Non, je ne peux pas croire même en une ladite « force créatrice », à un principe créateur, volonté qui aurait défini un plan ordonné. Ce n'est pas plus crédible qu'un dieu à la barbe blanche. Le plan ordonné ressemble à regarder notre « arbre généalogique » (ci-dessous) à l’œuvre d'un esprit confus et instable.

N'est-ce pas aussi les qualificatifs de l'univers? Confus, instable en plus d'être incompréhensible ... et peut-être même, tout cela sans but et raison.

Je suis athée.

Les bases d'une démarche spirituelle athée?

Étrangement pour une athée, je ne me réfugie pas non plus derrière la science, celle qui va nous sauver de notre ignorance, nous rassurer, nous expliquer d'où nous venons.
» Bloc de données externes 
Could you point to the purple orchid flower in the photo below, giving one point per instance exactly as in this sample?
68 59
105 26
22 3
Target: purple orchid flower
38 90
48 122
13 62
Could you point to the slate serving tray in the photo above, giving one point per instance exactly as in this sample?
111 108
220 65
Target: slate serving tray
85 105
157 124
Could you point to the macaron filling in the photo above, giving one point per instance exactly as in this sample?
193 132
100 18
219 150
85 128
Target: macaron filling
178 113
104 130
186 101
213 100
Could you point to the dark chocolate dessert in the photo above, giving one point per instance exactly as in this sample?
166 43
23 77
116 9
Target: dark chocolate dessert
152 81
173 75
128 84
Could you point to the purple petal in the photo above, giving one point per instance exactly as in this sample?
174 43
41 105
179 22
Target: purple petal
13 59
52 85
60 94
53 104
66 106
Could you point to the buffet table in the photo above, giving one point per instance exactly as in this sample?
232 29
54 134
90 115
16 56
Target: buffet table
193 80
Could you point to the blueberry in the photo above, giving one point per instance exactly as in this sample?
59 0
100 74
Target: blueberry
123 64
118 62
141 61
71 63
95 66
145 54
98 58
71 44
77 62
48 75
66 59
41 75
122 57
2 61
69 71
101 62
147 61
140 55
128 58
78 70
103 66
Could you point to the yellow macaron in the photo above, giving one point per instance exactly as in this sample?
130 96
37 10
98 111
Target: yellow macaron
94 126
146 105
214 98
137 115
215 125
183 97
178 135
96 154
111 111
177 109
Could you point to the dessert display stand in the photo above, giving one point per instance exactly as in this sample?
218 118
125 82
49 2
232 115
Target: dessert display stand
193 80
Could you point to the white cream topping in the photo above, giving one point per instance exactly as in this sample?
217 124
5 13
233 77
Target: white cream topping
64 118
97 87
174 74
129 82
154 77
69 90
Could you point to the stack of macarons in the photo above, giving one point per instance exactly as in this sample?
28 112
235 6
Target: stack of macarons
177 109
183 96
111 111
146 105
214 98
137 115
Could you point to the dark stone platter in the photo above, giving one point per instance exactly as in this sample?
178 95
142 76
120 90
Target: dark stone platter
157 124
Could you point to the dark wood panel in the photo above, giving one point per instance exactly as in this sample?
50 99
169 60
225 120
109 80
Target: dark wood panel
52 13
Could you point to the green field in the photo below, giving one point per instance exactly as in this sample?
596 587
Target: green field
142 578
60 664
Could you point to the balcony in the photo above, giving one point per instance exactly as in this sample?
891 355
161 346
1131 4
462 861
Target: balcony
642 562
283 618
Même si elle y arrivait, elle ne nous expliquera jamais pourquoi.

Au lieu de débattre sur le comment et le qui, questions qui ne me semblent finalement pas si importantes que cela, c'est de savoir pourquoi l'humanité existe, nous existons et même si cela ne vous intéresse pas : pourquoi j'existe.

De là, très certainement, je construit l'essentiel de ma démarche spirituelle et initiatique. Je viens de sauter une étape.

La spiritualité n'est pas attachée uniquement à l'homme vis-à-vis d'une religion ou d'une croyance. Elle a un sens qui dans le contexte maçonnique est important : recherche de sens ou d'espoir, ou bien être une réflexion sur l'opposition (philosophique) de l'esprit et de la matière, qui peut aussi trouver une voie dans une démarche initiatique.

Le sens d'être - le pourquoi nous sommes là - est au coeur de mon questionnement et très certainement au coeur même de ma façon de vivre ou d'entreprendre des choses.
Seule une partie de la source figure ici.